Engineered to a 4.5 tonne GVM and 4.5 tonne braked towing capacity, with an eight-tonne gross combination mass, the vehicle sits at the top end of Australia’s standard passenger car-licence GVM threshold in most states.
Ford strengthened the suspension, driveline, hubs, brakes, wheels, and chassis together rather than treating the vehicle as a bolt-on upgrade. Key changes include eight-stud wheels, a larger 10-inch rear differential, and suspension control arms that Welch says are roughly twice the thickness of a Raptor’s.
The Super Duty name, used for the first time outside Ford’s F-Series, was earned through additonal durability and reliability testing. Ford over doubled its usual Ranger test equivalent distance. Ford added additional tests, including repeated runs on Silver Creek test track where a robotic driver was used to expose, identify, and re-test components to remove failure points.
Only once we have proved and demonstrated that this concept could meet a tougher durability and reliability testing were we allowed to use the “Super Duty” name.
The dashboard tells the load story
One feature likely to matter on farm is the onboard scales system. Instead of merely guessing payload or only waiting until a weighbridge check, the dashboard shows an estimated weight in real time as load is added.

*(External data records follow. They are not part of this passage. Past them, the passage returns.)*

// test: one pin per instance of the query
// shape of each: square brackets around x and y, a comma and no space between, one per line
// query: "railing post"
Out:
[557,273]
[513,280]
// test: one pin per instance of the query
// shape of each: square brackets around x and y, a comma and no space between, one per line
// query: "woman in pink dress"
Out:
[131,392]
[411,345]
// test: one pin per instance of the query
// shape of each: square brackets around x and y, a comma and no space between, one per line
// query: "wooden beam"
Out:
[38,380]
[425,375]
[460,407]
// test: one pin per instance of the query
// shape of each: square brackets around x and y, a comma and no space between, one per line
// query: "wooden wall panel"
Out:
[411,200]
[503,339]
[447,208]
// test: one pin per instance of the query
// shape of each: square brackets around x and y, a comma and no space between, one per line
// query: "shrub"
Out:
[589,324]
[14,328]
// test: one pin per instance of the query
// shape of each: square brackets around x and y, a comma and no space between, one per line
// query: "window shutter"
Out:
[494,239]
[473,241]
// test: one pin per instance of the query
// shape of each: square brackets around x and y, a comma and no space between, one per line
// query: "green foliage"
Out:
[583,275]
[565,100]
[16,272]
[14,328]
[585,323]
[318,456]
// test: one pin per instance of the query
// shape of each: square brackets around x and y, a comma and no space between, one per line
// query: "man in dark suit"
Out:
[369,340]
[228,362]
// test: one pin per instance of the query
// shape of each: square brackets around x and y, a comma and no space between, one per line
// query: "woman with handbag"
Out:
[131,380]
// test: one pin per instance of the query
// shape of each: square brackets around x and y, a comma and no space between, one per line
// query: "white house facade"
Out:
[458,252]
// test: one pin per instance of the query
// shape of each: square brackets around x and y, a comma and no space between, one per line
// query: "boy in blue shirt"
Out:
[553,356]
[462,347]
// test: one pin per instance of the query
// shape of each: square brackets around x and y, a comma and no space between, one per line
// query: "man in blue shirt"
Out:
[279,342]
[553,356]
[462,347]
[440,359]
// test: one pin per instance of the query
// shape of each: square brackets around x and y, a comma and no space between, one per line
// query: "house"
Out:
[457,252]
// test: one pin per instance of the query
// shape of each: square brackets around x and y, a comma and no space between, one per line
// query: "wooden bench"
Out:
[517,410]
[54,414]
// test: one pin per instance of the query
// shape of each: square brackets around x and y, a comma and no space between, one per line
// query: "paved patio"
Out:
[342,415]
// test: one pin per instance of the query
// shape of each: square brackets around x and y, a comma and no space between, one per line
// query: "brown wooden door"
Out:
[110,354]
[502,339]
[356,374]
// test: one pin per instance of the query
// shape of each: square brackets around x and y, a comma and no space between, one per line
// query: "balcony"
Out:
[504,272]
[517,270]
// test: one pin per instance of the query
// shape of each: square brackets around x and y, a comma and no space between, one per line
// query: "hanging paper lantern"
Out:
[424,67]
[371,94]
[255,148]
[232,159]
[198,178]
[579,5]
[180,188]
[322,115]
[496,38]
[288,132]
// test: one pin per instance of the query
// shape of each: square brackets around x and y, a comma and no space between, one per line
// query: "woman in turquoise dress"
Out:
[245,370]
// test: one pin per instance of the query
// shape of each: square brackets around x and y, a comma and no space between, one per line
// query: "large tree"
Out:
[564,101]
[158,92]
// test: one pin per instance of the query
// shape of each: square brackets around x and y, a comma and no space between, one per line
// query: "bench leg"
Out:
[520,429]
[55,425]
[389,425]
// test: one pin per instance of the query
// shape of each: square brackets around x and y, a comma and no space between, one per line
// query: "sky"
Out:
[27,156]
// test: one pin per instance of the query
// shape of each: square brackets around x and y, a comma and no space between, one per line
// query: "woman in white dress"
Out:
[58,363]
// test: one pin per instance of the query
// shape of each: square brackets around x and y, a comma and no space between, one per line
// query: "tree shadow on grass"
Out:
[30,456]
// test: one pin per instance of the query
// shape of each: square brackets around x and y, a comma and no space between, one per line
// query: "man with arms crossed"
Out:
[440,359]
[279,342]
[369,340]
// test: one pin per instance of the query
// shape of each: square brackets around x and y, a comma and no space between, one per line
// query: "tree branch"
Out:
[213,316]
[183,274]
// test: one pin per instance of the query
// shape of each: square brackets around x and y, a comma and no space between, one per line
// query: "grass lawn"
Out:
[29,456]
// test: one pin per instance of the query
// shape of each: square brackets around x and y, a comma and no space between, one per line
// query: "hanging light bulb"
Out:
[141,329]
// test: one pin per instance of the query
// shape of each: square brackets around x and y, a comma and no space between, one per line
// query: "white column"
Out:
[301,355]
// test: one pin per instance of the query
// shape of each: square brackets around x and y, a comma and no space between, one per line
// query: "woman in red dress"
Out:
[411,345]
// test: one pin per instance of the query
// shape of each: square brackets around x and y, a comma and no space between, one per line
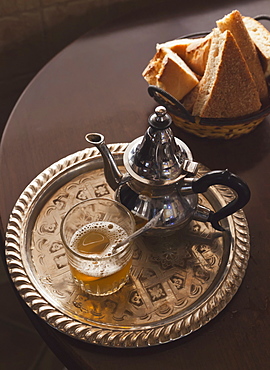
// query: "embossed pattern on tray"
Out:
[177,283]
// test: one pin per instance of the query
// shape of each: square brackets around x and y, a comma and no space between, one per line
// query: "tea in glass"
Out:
[90,231]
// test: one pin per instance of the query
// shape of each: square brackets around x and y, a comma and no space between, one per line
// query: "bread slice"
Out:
[168,71]
[178,46]
[261,38]
[197,54]
[194,52]
[233,22]
[227,88]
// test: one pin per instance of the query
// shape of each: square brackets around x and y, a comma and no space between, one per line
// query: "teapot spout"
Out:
[112,174]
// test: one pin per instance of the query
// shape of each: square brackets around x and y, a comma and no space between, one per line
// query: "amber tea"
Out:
[107,271]
[96,266]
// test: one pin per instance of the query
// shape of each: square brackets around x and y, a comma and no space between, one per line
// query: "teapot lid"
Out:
[157,157]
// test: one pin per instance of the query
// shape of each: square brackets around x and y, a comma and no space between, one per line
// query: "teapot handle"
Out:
[226,178]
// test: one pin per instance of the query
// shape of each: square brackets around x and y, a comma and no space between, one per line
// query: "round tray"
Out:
[177,283]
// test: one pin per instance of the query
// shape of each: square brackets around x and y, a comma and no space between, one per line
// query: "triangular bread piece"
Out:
[261,38]
[178,46]
[194,52]
[227,88]
[233,22]
[168,71]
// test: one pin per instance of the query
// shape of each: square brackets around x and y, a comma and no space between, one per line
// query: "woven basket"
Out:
[226,128]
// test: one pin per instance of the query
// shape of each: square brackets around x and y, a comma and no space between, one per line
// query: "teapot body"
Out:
[161,176]
[145,201]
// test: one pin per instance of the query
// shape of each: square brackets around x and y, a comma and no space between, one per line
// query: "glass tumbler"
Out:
[89,231]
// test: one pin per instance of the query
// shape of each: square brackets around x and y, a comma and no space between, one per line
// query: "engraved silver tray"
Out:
[177,284]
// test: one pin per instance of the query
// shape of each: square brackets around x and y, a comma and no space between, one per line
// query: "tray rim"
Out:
[118,337]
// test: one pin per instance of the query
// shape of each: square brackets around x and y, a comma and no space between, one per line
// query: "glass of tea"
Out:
[90,231]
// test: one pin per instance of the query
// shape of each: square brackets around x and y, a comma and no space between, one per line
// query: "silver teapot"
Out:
[161,175]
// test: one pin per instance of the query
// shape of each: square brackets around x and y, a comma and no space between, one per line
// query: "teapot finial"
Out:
[160,119]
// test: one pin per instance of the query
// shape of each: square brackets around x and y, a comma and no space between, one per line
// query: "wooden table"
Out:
[95,84]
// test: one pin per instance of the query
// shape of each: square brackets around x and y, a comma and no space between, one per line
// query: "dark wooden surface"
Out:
[95,84]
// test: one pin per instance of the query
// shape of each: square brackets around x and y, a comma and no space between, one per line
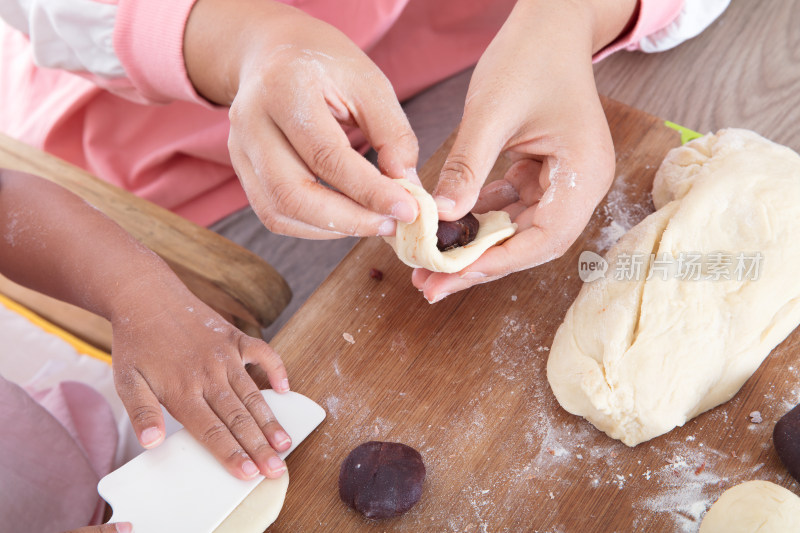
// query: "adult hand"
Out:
[292,82]
[532,97]
[171,348]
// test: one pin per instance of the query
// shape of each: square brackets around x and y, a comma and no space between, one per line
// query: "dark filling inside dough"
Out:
[456,233]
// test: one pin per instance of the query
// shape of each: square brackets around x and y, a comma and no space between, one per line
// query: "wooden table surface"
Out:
[463,381]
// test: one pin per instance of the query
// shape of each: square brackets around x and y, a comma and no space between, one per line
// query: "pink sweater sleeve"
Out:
[148,38]
[652,16]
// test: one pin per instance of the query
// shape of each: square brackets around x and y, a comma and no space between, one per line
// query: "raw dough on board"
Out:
[259,509]
[754,507]
[415,243]
[639,357]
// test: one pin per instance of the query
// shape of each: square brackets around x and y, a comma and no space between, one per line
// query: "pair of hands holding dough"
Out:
[292,82]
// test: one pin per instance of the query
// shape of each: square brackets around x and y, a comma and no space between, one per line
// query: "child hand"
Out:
[171,348]
[532,96]
[122,527]
[291,82]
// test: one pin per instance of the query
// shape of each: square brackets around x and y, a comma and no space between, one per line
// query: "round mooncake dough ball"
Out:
[786,437]
[382,479]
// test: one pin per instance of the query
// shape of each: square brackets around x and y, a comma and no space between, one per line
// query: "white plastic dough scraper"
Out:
[179,486]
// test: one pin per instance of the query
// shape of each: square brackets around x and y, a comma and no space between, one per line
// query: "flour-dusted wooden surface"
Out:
[464,382]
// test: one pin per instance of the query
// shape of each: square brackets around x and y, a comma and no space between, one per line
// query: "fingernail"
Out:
[150,437]
[444,205]
[439,297]
[387,227]
[404,212]
[283,440]
[249,468]
[275,465]
[411,175]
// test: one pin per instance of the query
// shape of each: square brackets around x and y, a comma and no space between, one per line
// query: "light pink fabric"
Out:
[56,445]
[176,155]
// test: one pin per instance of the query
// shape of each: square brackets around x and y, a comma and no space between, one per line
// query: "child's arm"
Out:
[168,346]
[291,82]
[532,96]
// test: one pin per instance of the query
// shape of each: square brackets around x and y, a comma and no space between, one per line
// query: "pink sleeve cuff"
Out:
[148,38]
[653,16]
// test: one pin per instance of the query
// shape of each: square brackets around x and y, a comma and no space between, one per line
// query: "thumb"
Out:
[143,409]
[121,527]
[466,168]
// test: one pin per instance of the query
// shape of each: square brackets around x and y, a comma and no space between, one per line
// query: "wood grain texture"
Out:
[463,381]
[743,71]
[235,282]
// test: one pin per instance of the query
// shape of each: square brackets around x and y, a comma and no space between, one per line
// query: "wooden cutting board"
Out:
[463,381]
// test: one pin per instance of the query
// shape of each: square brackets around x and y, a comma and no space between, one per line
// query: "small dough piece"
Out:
[381,479]
[639,357]
[259,509]
[754,507]
[415,243]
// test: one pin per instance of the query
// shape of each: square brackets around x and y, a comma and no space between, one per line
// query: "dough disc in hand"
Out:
[415,243]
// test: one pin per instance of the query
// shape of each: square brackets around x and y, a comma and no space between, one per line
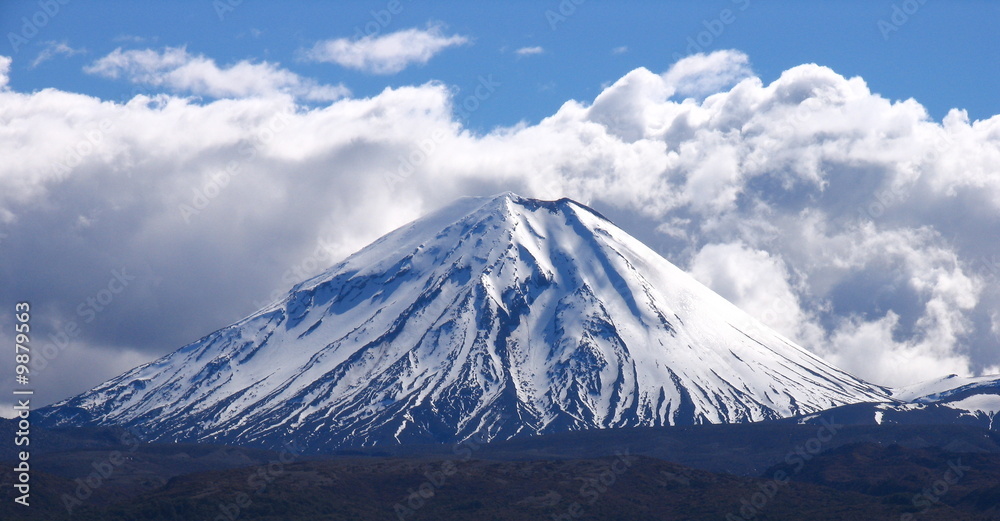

That’s a boost for farmers filling a water tank, adding equipment, or changing trailer set-ups. Michael Elias, General Manager Ford Pro, says many customers are juggling complex payload and axle questions, especially when adding bodies and specialist equipment.
“Onboard scales is one of the key features and helps avoid accidental overloading,” he says.

For town and track
Ford says Ranger was the right base because farmers and regional operators wanted capability without moving into a full-size American pickup. Customers still need to park in town, get through narrow tracks, and use the vehicle day to day.
“It’s got to be a Ranger,” Welch says. “It has to have the comfort, safety features and technology people expect, and it has to drive like a Ranger, not like a truck, even with the extra capability.”
Elias says Super Duty is aimed at farmers and fleets that outgrow a standard Ranger on towing and payload but don’t want to step up to something like an F Series or imported equivalent.
“It brings the strength, towing and payload of larger pickups with a footprint that still suits Australian conditions,” he says.
The support around the ute
Ranger Super Duty is the vehicle. Ford Pro, which launched in July 2026, is the support ecosystem around it, covering servicing, parts, finance, accessories, approved convertors, and business-focused support.
For farmers, that distinction matters. Compared with standard Ranger models, Super Duty has heavier towing capability, payload, and off-road capability engineered in from the factory. Authorised Ford Pro Convertors offer support for further fit-outs for those who need trays, bodies, fire-fighting units, specialist equipment, or larger-scale customisation, with genuine accessories and partner brands.
Elias says Ford now works with 20 convertors across about 40 sites, with Ford’s technical experts involved in the stringent certification and audit process to ensure conversions align with Ford Pro Convertor standards.
Ford Pro also draws on one of Australia’s largest dealer networks, including new regional sites such as Chinchilla in Queensland.
What comes next
Ford is also looking for partners in farming for its AVR3 autonomy project, which is exploring how autonomous vehicles could work in rural environments, where tracks, paddocks, water, and changing ground conditions create different challenges from city driving, and help us develop solutions for the agriculture industry.
For now, the appeal is practical. Ford is positioning Ranger Super Duty as a factory-developed work ute for farmers who need higher payload and towing capability than standard Ranger models, but still want something they can park in town and drive every day.